AAPIs have both high levels of language diversity (fully 77% of Asians and 43% of Native Hawaiians and Pacific Islanders speak a language other than English at home) and high rates of limited English proficiency (40% of Asians and 15% of Native Hawaiians and Pacific Islanders). National CAPACD staff worked with local organizations to identify key languages. Together we identified Bangla, Chinese, Korean, Spanish, and Vietnamese as the languages with the most immediate need among community members.
We worked with local, trusted translators to create the initial versions of these guides, and then each guide was subject to further review by partners to ensure the quality of translation and cultural transferability of shared information. AAPIs are often newer immigrants, and many of the terms used to convey building organizing and neighborhood planning processes in local and national political systems may not have easy or readily available translations in their languages. We needed to ensure both the linguistic quality and cultural adaptability of materials to build the capacity of local organizers to do direct work with limited English proficiency (LEP) community members.
“[W]e wanted local organizers and community members to feel visually connected to the experiences named and guidance offered in the toolkit.”
Another component of the toolkit that has resonated with local organizations is the use of illustrations that are community-centered and culturally relatable. With limited capacity and deep intentionality, we created a set of five character profiles that were broadly inclusive of and relatable to the communities that our network serves.
Beyond the illustrations, we put a lot of thought into the overall interaction with the graphic components of the toolkit, including using colors and fonts that reminded us of grassroots organizing. We were mindful of small details — not using colors that felt too political for AAPI community members newly emigrated from war-ravaged countries; not creating storefronts in our neighborhood illustration that signified gentrification; depicting apartments that housed multigenerational families by placing toys and a cane at the door, etc. We were too familiar with materials that contain photos and illustrations that distance us from ourselves; we wanted local organizers and community members to feel visually connected to the experiences named and guidance offered in the toolkit.

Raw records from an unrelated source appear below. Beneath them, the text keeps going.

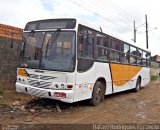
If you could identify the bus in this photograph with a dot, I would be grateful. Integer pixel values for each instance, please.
(71, 60)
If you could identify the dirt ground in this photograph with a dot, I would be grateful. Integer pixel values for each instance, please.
(122, 108)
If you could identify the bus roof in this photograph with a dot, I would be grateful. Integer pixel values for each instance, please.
(92, 25)
(98, 28)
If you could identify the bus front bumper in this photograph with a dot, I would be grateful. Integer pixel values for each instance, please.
(61, 95)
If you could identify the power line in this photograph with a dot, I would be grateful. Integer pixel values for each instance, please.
(102, 14)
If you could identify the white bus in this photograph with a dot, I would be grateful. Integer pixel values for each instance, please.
(70, 61)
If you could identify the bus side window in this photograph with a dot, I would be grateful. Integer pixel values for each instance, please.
(85, 47)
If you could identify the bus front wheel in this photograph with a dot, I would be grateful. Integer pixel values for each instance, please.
(97, 94)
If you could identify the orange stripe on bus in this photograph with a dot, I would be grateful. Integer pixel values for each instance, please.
(121, 74)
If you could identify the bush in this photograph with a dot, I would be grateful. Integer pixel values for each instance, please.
(153, 77)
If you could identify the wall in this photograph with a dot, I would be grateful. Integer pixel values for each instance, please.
(10, 43)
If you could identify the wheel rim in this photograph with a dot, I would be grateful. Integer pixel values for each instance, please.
(98, 93)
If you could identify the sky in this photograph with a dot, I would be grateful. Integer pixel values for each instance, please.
(115, 16)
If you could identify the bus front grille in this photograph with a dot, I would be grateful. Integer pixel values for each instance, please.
(39, 84)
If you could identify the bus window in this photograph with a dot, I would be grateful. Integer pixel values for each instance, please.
(102, 43)
(114, 56)
(125, 53)
(139, 57)
(115, 44)
(133, 53)
(86, 43)
(106, 42)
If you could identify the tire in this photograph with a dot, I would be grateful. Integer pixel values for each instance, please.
(138, 85)
(97, 94)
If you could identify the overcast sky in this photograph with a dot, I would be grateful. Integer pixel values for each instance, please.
(115, 16)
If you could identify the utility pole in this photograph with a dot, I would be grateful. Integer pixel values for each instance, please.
(134, 35)
(146, 31)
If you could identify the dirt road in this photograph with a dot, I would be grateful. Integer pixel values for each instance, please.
(122, 108)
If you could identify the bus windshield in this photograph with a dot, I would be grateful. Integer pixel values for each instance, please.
(48, 50)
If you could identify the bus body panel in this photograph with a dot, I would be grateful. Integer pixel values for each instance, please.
(46, 84)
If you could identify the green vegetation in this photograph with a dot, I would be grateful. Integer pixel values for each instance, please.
(154, 78)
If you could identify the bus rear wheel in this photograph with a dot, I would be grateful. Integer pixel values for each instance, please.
(97, 94)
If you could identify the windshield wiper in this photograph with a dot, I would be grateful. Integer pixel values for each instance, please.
(54, 36)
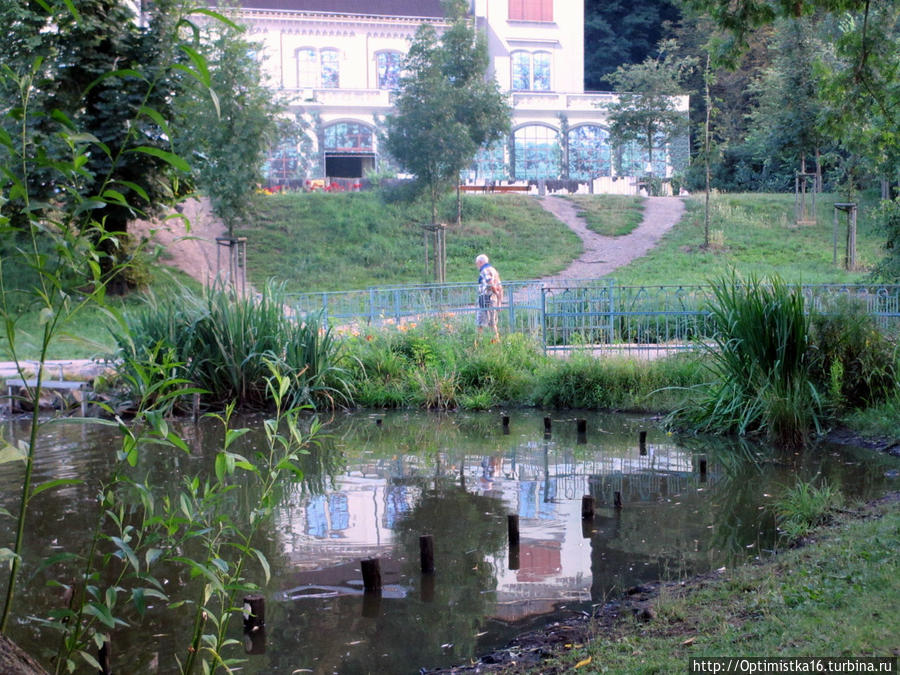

Local organizers and national partners alike have already remarked on the usefulness of the toolkit, noting its simplicity and accessibility. One youth leader, a high school student, shared back with us that she had scrupulously referred to the toolkit while working on an anti-gentrification campaign with the Asian-American Student Advocacy Project in New York City.
Our hope is that the #OurNeighborhoods toolkit is just the beginning of long-term, sustainable engagement with community groups. Groups organizing in AAPI communities are pouring immeasurable (often unfunded) hours of labor into engaging with community members in a way that they can relate to and understand, that is sensitive to their fears and reservations, and that meets them where they are. National CAPACD is deeply invested in growing institutional support for their work to authentically and meaningfully organize AAPI communities against displacement, as well as the development of practical resources to support their work.
While we need to advocate for increased funding and capacity, our support of local AAPI organizing efforts can and must be deeper. Ultimately, by growing the capacity of local groups to organize AAPI communities in response to gentrification and displacement, we are not trying to silo this work. AAPIs must work with other communities of color in grassroots and national anti-displacement efforts. This work is ultimately about building racial equity into the development process and ensuring that the voices of immigrants, indigenous populations, and communities of color are included in envisioning the future of #OurNeighborhoods.